Fig 4: Place said ice cube tray in the freezer and close the door.
This process seems to me to be fairly uncomplicated, yet every man I have ever lived with, and if the internet is to be believed, a great many male inhabitants of first world countries, struggles with this labor-intensive process. Help me out here, guys. Why is it so complicated??
While I’m on a roll here, may I offer some helpful suggestions guaranteed to prevent your wife/girlfriend/sister/mom/mother-in-law/daughter/neighbor lady from losing her mind?
Pro Tip 1: Try opening the door before standing there staring at it for an extended period of time. Sometimes it’s not locked. Also, knocking.
Pro Tip 2: Do not yank a pair of shorts from the middle of a basket of folded laundry. Put your shit away. All of it. You do nothing but create Mount Washmore when you upend a basket of nicely folded clothing. Related–the laundry baskets? Those white, rectangular receptacles filled with your clothes? That you pass by seventeen times as you go up and down the stairs? Your vision is not that bad, I know this.
Pro Tip 3: Toothpaste is meant to be washed down the drain, not to serve as an artsy turquoise accent to the sink bowl.
Pro Tip 4: Toilet paper is conveniently located in the vanity under the sink. For when you use the last square. . . You don’t even have to get up. But please do.
Pro Tip 5: Empty cups and dishes with nothing left but crumbs have no place in the fridge. It’s called a sink, and it’s kissin’ close to the fridge.
Pro Tip 6: Blankets can be folded. You might want to remove your stinky socks first.
Pro Tip 7: Close the door when leaving the house, especially when the air conditioning is on. What? You born in a barn? (I wish there was a way to convey facial expression via text because I just channeled my mom and made the “holy crap, I just became my mom” wide eyes.) Conversely, when the door is closed, say to my bedroom or bathroom, it’s a surefire clue to stay the hell out. Seriously.
Well, I don’t know about you, but I feel a whole lot better! Whew.

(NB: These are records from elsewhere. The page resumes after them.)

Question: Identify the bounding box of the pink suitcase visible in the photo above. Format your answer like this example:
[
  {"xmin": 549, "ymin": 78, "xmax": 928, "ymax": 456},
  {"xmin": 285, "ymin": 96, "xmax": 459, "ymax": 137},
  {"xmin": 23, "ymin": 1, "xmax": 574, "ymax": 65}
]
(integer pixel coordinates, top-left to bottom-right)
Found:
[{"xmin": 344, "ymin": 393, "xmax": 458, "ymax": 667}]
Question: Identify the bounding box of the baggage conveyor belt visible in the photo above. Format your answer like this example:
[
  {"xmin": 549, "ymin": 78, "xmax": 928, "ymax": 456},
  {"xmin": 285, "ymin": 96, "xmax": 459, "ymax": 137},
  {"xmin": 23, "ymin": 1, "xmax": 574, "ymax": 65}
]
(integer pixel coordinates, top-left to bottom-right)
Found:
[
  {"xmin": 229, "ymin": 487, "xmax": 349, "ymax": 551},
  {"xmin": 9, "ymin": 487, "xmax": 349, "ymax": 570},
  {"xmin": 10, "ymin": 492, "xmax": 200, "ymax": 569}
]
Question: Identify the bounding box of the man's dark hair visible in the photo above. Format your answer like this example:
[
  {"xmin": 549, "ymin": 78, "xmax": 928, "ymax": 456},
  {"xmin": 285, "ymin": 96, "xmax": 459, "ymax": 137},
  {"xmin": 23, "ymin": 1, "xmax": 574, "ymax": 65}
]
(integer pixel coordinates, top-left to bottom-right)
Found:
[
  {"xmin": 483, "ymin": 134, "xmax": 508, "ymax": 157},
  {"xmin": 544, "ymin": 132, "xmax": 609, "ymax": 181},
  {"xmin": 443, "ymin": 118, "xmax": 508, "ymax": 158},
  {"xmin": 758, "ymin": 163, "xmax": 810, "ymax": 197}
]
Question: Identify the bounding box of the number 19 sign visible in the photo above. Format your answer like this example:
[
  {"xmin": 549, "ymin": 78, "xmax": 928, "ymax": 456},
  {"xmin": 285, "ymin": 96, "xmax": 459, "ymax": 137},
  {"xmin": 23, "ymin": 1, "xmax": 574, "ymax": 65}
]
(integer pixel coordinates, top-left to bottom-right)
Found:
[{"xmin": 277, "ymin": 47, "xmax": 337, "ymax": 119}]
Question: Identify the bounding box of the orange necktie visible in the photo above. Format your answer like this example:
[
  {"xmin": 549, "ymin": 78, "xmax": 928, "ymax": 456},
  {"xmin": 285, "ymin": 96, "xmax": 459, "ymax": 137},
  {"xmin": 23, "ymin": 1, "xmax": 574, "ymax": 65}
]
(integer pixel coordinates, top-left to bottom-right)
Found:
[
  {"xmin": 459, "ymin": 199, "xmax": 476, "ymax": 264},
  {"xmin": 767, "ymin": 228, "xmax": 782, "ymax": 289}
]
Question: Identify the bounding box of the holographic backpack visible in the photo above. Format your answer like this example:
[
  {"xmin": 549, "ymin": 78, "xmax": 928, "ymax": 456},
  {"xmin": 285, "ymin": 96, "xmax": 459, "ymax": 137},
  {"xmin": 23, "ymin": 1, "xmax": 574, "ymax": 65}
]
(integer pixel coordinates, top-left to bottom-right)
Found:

It really isn’t complicated, fellas. I leave you with this: You can do/not do many dingbat things, but if you bring me a dish of ice cream, unsolicited no less, after you fumble on the ice, you are still a hero. I’m not taking all of it back though because I’m a helper, see, and I think my pro tips are solid. I stand by ’em, no doubt. Plus, crabbing about silly (un)complicated stuff like this takes me away from the real world. In my real world, in my city, there are some very real and complicated social issues including rampant gun violence and rioting. I have dedicated my career to serving inner-city youth, and my heart breaks to read about unrest and destruction where I work. I just don’t have it in me tonight. I am happy to report however that Puma, a dog we intended to adopt but didn’t because she was kind of a b with a capital B, got adopted by another family. Yay!